Synthetic Data Generation for Grammatical Error Correction with Tagged
Corruption Models
- URL: http://arxiv.org/abs/2105.13318v1
- Date: Thu, 27 May 2021 17:17:21 GMT
- Title: Synthetic Data Generation for Grammatical Error Correction with Tagged
Corruption Models
- Authors: Felix Stahlberg and Shankar Kumar
- Abstract summary: We use error type tags from automatic annotation tools such as ERRANT to guide synthetic data generation.
We build a new, large synthetic pre-training data set with error tag frequency distributions matching a given development set.
Our approach is particularly effective in adapting a GEC system, trained on mixed native and non-native English, to a native English test set.

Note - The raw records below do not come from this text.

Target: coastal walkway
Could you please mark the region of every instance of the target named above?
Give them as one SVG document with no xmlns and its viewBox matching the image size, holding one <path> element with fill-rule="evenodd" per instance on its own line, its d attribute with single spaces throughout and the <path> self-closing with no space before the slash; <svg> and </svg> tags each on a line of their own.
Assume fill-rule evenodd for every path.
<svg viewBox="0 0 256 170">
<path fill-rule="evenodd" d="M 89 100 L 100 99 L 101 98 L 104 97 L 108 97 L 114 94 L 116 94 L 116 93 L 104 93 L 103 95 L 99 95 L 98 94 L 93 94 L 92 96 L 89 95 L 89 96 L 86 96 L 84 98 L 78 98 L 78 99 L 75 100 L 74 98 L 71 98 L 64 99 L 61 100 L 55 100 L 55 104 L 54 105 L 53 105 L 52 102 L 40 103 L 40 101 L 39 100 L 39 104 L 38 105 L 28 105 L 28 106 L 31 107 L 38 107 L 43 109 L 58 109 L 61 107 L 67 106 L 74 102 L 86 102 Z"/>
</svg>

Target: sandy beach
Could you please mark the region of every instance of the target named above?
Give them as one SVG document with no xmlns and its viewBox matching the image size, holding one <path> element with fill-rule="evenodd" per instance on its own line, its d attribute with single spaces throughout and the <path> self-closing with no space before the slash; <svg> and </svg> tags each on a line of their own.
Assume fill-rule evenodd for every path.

- Score: 15.481446439370343
- License: http://creativecommons.org/licenses/by/4.0/
- Abstract: Synthetic data generation is widely known to boost the accuracy of neural
grammatical error correction (GEC) systems, but existing methods often lack
diversity or are too simplistic to generate the broad range of grammatical
errors made by human writers. In this work, we use error type tags from
automatic annotation tools such as ERRANT to guide synthetic data generation.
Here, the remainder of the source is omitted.